If stigmata are products
of autosuggestion, the range of control the mind has over the body holographic
must be expanded even further. Like Mohotty's wounds, stigmata can also heal
with disconcerting speed. The almost limitless plasticity of the body is
further evidenced in the ability of some stigmatists to grow nail-like
protuberances in the middle of their wounds. Again, St. Francis was the first
to display this phenomenon. According to Thomas of Celano, an eyewitness to St.
Francis's stigmata and also his biographer: “His hands and feet seemed pierced
in the midst by nails. These marks were round on the inner side of the hands
and elongated on the outer side, and certain small pieces of flesh
were
seen like the ends of nails bent and driven back, projecting from the rest of
the flesh.”

Another contemporary of
St. Francis's, St. Bonaventura, also witnessed the saint's stigmata and said
that the nails were so clearly defined one could slip a finger under them and
into the wounds. Although St.
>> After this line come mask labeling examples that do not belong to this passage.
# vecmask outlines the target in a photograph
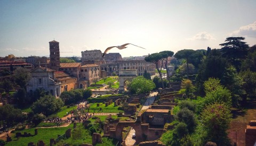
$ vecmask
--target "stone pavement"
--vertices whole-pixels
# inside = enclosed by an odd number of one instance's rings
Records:
[[[154,102],[157,93],[157,92],[154,92],[149,95],[149,96],[147,99],[145,103],[144,103],[142,108],[141,108],[141,110],[147,109],[149,107],[149,106]],[[155,97],[155,96],[156,96],[156,97]],[[128,135],[127,135],[127,137],[125,139],[125,145],[136,145],[136,140],[135,139],[132,138],[132,134],[134,133],[134,132],[135,130],[132,127],[132,129],[130,131]]]

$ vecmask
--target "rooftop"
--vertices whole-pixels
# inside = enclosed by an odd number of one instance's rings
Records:
[[[61,63],[60,68],[64,67],[77,67],[81,65],[81,63]]]
[[[98,67],[99,66],[98,65],[96,65],[96,64],[85,64],[85,65],[84,65],[83,66],[82,66],[82,67]]]

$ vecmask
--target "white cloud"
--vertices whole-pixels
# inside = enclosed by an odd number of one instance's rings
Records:
[[[242,26],[239,30],[235,30],[228,34],[229,37],[247,36],[256,38],[256,21],[252,24]]]
[[[206,31],[200,32],[195,35],[191,38],[187,39],[187,40],[215,40],[212,35]]]

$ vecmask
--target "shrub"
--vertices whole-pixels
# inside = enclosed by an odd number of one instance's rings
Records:
[[[190,110],[191,110],[194,112],[196,111],[196,104],[191,101],[189,100],[182,100],[179,104],[179,106],[180,109],[183,109],[184,108],[187,108]]]

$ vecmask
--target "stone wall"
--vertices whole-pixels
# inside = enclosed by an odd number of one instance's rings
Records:
[[[251,121],[245,130],[245,145],[256,144],[256,121]]]

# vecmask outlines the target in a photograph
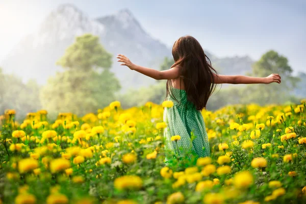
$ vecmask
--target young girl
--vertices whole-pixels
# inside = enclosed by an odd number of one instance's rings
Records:
[[[166,99],[172,100],[174,105],[165,108],[164,112],[164,121],[167,125],[164,132],[166,151],[179,154],[192,151],[199,157],[210,156],[206,128],[200,111],[206,108],[216,84],[281,82],[277,74],[266,78],[218,74],[199,43],[191,36],[182,37],[176,40],[172,54],[174,64],[165,71],[137,65],[123,55],[117,57],[118,62],[122,63],[121,65],[157,80],[167,80]],[[175,135],[181,136],[176,143],[171,139]],[[195,136],[192,139],[192,135]],[[171,159],[166,157],[166,161]]]

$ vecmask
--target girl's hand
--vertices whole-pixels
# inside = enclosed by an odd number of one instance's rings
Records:
[[[276,82],[280,84],[282,82],[282,78],[279,74],[277,73],[272,73],[265,78],[265,84],[270,84],[273,82]]]
[[[123,62],[123,63],[120,64],[120,65],[126,66],[131,70],[134,70],[135,69],[136,65],[131,62],[130,59],[124,55],[118,54],[117,58],[119,59],[119,60],[117,60],[117,62]]]

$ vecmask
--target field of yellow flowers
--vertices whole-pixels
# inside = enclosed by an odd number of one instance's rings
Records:
[[[162,105],[122,110],[114,101],[53,121],[41,110],[22,123],[8,110],[0,203],[305,203],[305,102],[204,110],[211,157],[168,163]]]

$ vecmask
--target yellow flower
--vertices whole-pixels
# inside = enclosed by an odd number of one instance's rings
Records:
[[[73,164],[79,164],[83,163],[85,160],[85,159],[83,156],[77,156],[73,159]]]
[[[247,171],[240,171],[234,177],[234,184],[238,188],[248,188],[253,184],[253,176]]]
[[[135,162],[137,158],[135,154],[128,153],[123,156],[122,161],[125,164],[131,164]]]
[[[92,128],[91,129],[91,132],[93,134],[101,134],[104,133],[104,128],[102,126],[96,126]]]
[[[272,195],[275,197],[277,197],[278,196],[280,196],[283,195],[285,195],[286,193],[286,190],[283,188],[279,188],[277,189],[275,189],[273,191],[272,193]]]
[[[80,131],[75,131],[73,133],[73,137],[75,139],[83,139],[86,137],[87,133],[85,131],[81,130]]]
[[[167,124],[165,122],[158,122],[156,123],[156,129],[157,130],[163,129],[167,126]]]
[[[56,159],[50,162],[50,170],[52,173],[63,171],[70,167],[70,161],[65,159]]]
[[[223,149],[228,149],[228,145],[226,143],[222,143],[219,144],[219,145],[218,145],[218,147],[219,147],[219,150],[220,151],[222,151]]]
[[[99,163],[100,164],[110,164],[111,163],[112,163],[112,160],[109,157],[101,158],[100,160],[99,160]]]
[[[65,169],[65,173],[66,173],[66,175],[70,175],[73,172],[73,170],[71,168]]]
[[[142,187],[142,181],[136,175],[125,175],[116,178],[114,186],[118,190],[137,189]]]
[[[42,137],[45,139],[53,138],[57,136],[57,133],[55,131],[46,131],[42,133]]]
[[[38,167],[38,162],[33,159],[23,159],[18,163],[19,173],[24,173]]]
[[[248,149],[254,146],[254,142],[251,140],[245,140],[241,145],[244,149]]]
[[[270,147],[271,146],[271,143],[266,143],[266,144],[263,144],[262,145],[262,147],[263,149],[265,149],[267,148],[267,147]]]
[[[288,163],[292,161],[292,155],[289,154],[284,156],[284,162]]]
[[[231,173],[231,167],[230,166],[223,166],[218,167],[217,173],[219,175],[222,175]]]
[[[160,173],[162,176],[166,178],[170,178],[172,176],[172,170],[166,166],[161,169]]]
[[[264,123],[257,124],[256,125],[256,129],[257,129],[263,130],[264,128],[265,128],[265,124],[264,124]]]
[[[220,165],[231,162],[231,158],[226,155],[222,155],[218,158],[217,162]]]
[[[47,204],[66,204],[69,200],[66,195],[60,193],[52,194],[47,197]]]
[[[175,135],[171,137],[171,141],[175,141],[175,142],[177,142],[177,140],[180,140],[180,139],[181,136],[180,135]]]
[[[210,157],[200,158],[196,161],[196,165],[198,166],[205,166],[212,163],[212,159]]]
[[[171,108],[174,106],[173,102],[171,100],[165,100],[162,104],[163,108]]]
[[[278,181],[271,181],[269,182],[270,188],[279,188],[282,186],[282,183]]]
[[[252,139],[257,139],[260,136],[260,131],[258,130],[254,130],[251,132],[250,137]]]
[[[34,204],[36,203],[36,198],[32,194],[22,193],[17,195],[15,198],[16,204]]]
[[[172,193],[168,196],[167,204],[183,203],[185,201],[184,195],[181,192]]]
[[[297,173],[295,171],[289,171],[288,175],[291,177],[295,177],[297,175]]]
[[[251,162],[253,168],[263,168],[267,166],[267,160],[262,157],[254,158]]]
[[[202,169],[202,171],[201,171],[201,173],[205,176],[208,176],[215,171],[216,166],[213,164],[208,164],[203,168],[203,169]]]
[[[12,134],[12,137],[15,138],[21,138],[26,136],[26,133],[23,131],[15,131]]]
[[[206,204],[222,204],[224,199],[223,195],[221,193],[209,193],[205,195],[203,202]]]
[[[239,128],[239,124],[236,122],[232,122],[230,124],[230,129],[231,130],[237,130]]]
[[[212,181],[206,180],[199,182],[195,187],[196,191],[202,191],[204,190],[209,190],[213,188],[214,183]]]

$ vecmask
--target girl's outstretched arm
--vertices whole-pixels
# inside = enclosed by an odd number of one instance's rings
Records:
[[[252,77],[237,75],[217,75],[214,74],[215,84],[270,84],[276,82],[280,84],[282,79],[277,73],[272,73],[267,77]]]
[[[131,62],[129,58],[123,55],[118,55],[117,58],[118,59],[117,60],[117,62],[122,62],[120,65],[126,66],[131,70],[138,71],[156,80],[172,80],[180,76],[180,71],[178,67],[173,67],[165,71],[159,71],[150,68],[136,65]]]

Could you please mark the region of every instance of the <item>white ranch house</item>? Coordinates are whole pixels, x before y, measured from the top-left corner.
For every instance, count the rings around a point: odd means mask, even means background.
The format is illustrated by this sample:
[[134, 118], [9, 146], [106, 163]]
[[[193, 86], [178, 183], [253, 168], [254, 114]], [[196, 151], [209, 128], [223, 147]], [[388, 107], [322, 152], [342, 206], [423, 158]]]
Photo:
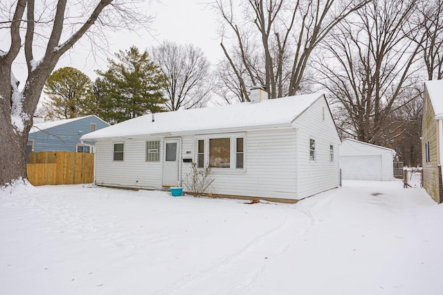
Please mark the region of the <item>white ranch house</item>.
[[341, 140], [324, 94], [251, 91], [252, 102], [149, 114], [84, 135], [96, 142], [96, 184], [184, 186], [195, 162], [211, 167], [213, 196], [296, 201], [338, 187]]

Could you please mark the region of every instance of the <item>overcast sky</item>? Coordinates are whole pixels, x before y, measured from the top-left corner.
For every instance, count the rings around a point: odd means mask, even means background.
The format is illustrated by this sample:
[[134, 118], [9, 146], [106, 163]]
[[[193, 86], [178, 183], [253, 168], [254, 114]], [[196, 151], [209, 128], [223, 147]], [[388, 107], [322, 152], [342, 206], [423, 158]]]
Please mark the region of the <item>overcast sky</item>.
[[[205, 4], [199, 3], [201, 0], [163, 0], [163, 3], [147, 4], [148, 12], [155, 17], [151, 26], [152, 30], [113, 34], [109, 40], [111, 44], [109, 53], [128, 49], [132, 45], [143, 50], [159, 45], [163, 40], [169, 40], [199, 46], [209, 60], [216, 64], [223, 54], [216, 33], [216, 15]], [[84, 43], [87, 46], [76, 46], [60, 61], [57, 68], [72, 66], [93, 79], [96, 77], [94, 70], [105, 70], [107, 62], [105, 57], [102, 57], [103, 60], [94, 60], [91, 55], [88, 55], [87, 42]]]

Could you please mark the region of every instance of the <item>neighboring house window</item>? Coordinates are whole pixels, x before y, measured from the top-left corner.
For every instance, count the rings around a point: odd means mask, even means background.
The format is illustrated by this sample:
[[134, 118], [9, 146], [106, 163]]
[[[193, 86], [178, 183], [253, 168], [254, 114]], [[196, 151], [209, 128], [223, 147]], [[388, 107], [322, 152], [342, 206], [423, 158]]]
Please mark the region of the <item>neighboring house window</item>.
[[209, 166], [230, 167], [230, 138], [209, 140]]
[[77, 153], [91, 153], [91, 147], [86, 144], [77, 144]]
[[26, 164], [29, 164], [29, 154], [34, 151], [34, 140], [26, 142]]
[[316, 140], [309, 139], [309, 160], [316, 160]]
[[243, 169], [243, 137], [236, 138], [235, 144], [235, 168]]
[[125, 144], [114, 144], [114, 160], [123, 161]]
[[431, 162], [431, 142], [428, 140], [426, 144], [424, 144], [424, 150], [426, 156], [426, 162]]
[[197, 168], [204, 168], [208, 163], [211, 168], [244, 169], [244, 133], [197, 138], [195, 149]]
[[160, 161], [160, 140], [146, 142], [146, 161]]
[[204, 168], [205, 166], [205, 141], [204, 140], [197, 140], [197, 167]]

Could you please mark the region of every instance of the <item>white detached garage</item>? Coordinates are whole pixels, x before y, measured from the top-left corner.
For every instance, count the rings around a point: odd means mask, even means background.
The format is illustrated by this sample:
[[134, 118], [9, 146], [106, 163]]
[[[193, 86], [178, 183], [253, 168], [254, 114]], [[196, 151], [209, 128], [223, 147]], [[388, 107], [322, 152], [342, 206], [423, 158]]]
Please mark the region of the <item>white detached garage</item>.
[[393, 180], [392, 149], [347, 138], [340, 147], [342, 179]]

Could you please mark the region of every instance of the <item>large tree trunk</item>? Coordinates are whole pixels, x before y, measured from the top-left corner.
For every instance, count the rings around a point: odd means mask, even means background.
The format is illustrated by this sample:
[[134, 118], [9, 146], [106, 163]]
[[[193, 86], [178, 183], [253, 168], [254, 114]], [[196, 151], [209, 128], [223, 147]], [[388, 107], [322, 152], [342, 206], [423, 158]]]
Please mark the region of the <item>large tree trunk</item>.
[[[78, 29], [73, 30], [73, 34], [64, 42], [60, 42], [60, 38], [63, 35], [65, 17], [67, 17], [65, 16], [66, 0], [54, 2], [55, 7], [51, 10], [50, 20], [48, 21], [53, 24], [52, 32], [47, 39], [46, 52], [39, 61], [34, 59], [33, 53], [35, 26], [39, 23], [34, 21], [34, 0], [18, 0], [14, 4], [15, 9], [4, 6], [0, 7], [0, 10], [9, 9], [10, 12], [14, 11], [11, 19], [2, 21], [10, 24], [10, 46], [7, 51], [0, 49], [0, 187], [15, 180], [26, 178], [26, 147], [28, 135], [44, 83], [63, 53], [84, 35], [94, 24], [102, 10], [111, 2], [112, 0], [100, 0], [95, 8], [90, 10], [89, 18], [84, 19], [84, 22], [80, 21], [78, 24]], [[115, 3], [114, 6], [119, 10], [119, 14], [125, 11], [121, 3]], [[25, 10], [26, 20], [24, 21]], [[55, 15], [53, 15], [53, 11], [55, 11]], [[131, 16], [131, 11], [134, 10], [129, 9], [125, 16], [134, 23], [140, 22], [138, 19], [144, 17], [140, 17], [136, 19], [135, 16]], [[103, 17], [102, 23], [106, 17]], [[0, 19], [1, 21], [3, 19]], [[123, 21], [129, 23], [127, 20]], [[22, 27], [26, 27], [24, 46], [21, 36], [21, 33], [24, 32], [21, 32]], [[19, 83], [12, 75], [11, 69], [23, 48], [28, 66], [28, 78], [23, 90], [19, 90]]]
[[28, 132], [17, 134], [10, 123], [5, 122], [5, 118], [0, 118], [2, 140], [0, 141], [0, 184], [10, 183], [12, 180], [27, 178], [26, 142]]

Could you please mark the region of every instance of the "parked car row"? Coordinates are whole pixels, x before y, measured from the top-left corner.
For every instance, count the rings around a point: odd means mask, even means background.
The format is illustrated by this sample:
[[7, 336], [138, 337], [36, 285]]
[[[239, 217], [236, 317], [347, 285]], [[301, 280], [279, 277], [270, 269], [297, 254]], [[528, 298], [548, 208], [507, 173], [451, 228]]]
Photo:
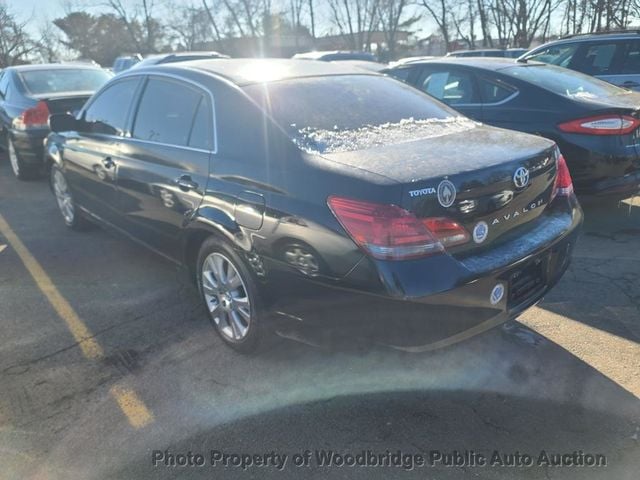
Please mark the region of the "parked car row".
[[79, 111], [110, 77], [82, 64], [24, 65], [0, 73], [0, 144], [16, 177], [41, 172], [49, 115]]
[[407, 350], [482, 331], [552, 288], [582, 221], [554, 142], [348, 63], [130, 69], [50, 124], [65, 224], [185, 265], [241, 351], [282, 322]]
[[240, 351], [291, 322], [410, 351], [479, 333], [567, 269], [574, 179], [616, 198], [640, 185], [640, 94], [533, 60], [326, 60], [93, 69], [88, 101], [25, 79], [43, 66], [7, 69], [25, 98], [9, 156], [28, 156], [20, 135], [38, 156], [48, 122], [64, 223], [185, 266]]
[[540, 62], [448, 58], [390, 75], [463, 115], [553, 140], [576, 192], [626, 198], [640, 185], [640, 94]]

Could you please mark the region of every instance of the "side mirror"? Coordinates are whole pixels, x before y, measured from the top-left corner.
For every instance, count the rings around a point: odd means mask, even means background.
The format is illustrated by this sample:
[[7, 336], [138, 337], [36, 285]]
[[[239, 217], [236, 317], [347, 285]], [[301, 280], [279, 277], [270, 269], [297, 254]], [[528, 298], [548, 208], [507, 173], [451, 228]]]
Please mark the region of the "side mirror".
[[70, 113], [55, 113], [49, 116], [49, 128], [52, 132], [79, 131], [81, 121]]

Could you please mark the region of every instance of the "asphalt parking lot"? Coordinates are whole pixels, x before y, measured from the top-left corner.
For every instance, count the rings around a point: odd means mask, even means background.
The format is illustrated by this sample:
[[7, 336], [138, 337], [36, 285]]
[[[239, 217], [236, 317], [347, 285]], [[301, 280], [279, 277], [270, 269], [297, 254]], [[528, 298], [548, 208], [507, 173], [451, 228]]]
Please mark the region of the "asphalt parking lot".
[[[637, 479], [640, 198], [585, 213], [570, 270], [516, 322], [426, 354], [274, 337], [243, 356], [178, 267], [68, 231], [46, 183], [1, 158], [0, 478]], [[153, 466], [154, 450], [207, 465]], [[243, 470], [211, 465], [214, 450], [287, 459]], [[582, 451], [606, 466], [295, 466], [305, 450]]]

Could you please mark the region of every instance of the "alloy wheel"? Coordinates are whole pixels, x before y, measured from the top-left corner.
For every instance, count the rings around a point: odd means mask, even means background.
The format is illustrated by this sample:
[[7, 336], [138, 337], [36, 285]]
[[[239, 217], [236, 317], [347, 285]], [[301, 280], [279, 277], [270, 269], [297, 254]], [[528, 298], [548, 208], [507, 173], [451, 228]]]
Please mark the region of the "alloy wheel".
[[243, 340], [251, 326], [251, 302], [231, 260], [217, 252], [207, 256], [202, 265], [201, 286], [220, 333], [233, 342]]
[[18, 154], [16, 153], [16, 147], [13, 146], [11, 139], [7, 141], [7, 149], [9, 153], [9, 162], [11, 163], [11, 169], [16, 177], [20, 177], [20, 161], [18, 160]]
[[75, 218], [75, 208], [73, 206], [73, 198], [69, 192], [69, 186], [67, 180], [64, 178], [62, 172], [55, 169], [53, 172], [53, 192], [55, 193], [56, 200], [58, 202], [58, 208], [60, 213], [67, 224], [71, 225]]

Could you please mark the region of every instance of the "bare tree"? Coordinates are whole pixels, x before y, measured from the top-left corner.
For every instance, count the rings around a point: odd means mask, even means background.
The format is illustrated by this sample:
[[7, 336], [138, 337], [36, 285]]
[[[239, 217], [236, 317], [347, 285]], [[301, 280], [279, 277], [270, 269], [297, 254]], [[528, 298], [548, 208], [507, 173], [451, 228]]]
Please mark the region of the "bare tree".
[[27, 33], [28, 21], [20, 22], [0, 3], [0, 67], [8, 67], [26, 60], [37, 45]]
[[209, 4], [206, 0], [202, 0], [202, 8], [204, 8], [207, 17], [209, 18], [209, 22], [211, 22], [211, 27], [213, 28], [213, 32], [216, 35], [216, 40], [222, 40], [222, 35], [220, 28], [218, 27], [218, 22], [216, 21], [216, 16], [211, 11], [211, 8], [209, 8]]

Francis's nails appeared to be composed of
blackened and hardened flesh, they possessed another naillike quality.
According to Thomas of Celano, if a nail were pressed on one side, it instantly
projected on the other side, just as it would if it were a real nail being slid
back and forth through the middle of the hand!

Therese Neumann, the
well-known Bavarian stigmatist who died in 1962, also had such naillike
protuberances. Like St. Francis's they were apparently formed of hardened skin.
They were thoroughly examined by several doctors and found to be structures
that passed completely through her hands and feet. Unlike St. Francis's wounds,
which were open continuously, Neumann's opened only periodically, and when they
stopped bleeding, a soft, membranelike tissue quickly grew over them.

Other stigmatists have
displayed similarly profound alterations in their bodies. Padre Pio, the famous
Italian stigmatist who died in 1968, had stigmata wounds that passed completely
through his hands. A wound in his side was so deep that doctors who examined it
were afraid to measure it for fear of damaging his internal organs. Venerable
Giovanna Maria Solimani, an eighteenth-century Italian stigmatist, had wounds
in her hands deep enough to stick a key into. As with all stigmatists’ wounds,
hers never became decayed, infected, or even inflamed. And another
eighteenth-century stigmatist, St, Veronica Giuliani, an abbess at a convent in
Citta di Castello in Umbria, Italy, had a large wound in her side that
would
open and close on command.

Images Projected
Outside the Brain

The holographic model
has aroused the interest of researchers in the Soviet Union, and two Soviet
psychologists, Dr. Alexander P. Dubrov and Dr. Veniamin N. Pushkin, have
written extensively on the idea. They believe that the frequency processing
capabilities of the brain do not in and of themselves prove the holographic
nature of the images and thoughts in the human mind. They have, however,
suggested what might constitute such proof. Dubrov and Pushkin believe that if
an example could be found where the brain projected an image outside of itself,
the holographic nature of the mind would be convincingly demonstrated. Or to
use their own words, “Records of ejection of psychophysical structures outside
the brain would provide direct evidence of brain holograms.” In fact, St.
Veronica Giuliani seems to supply such evidence. During the last years of her
life she became convinced that the images of the Passion—a crown of thorns,
three nails, a cross, and a sword—had become emblazoned on her heart. She drew
pictures of these and even noted where they were located. After she died an
autopsy revealed that the symbols were indeed impressed on her heart exactly as
she had depicted them. The two doctors who performed the autopsy signed sworn
statements attesting to their finding.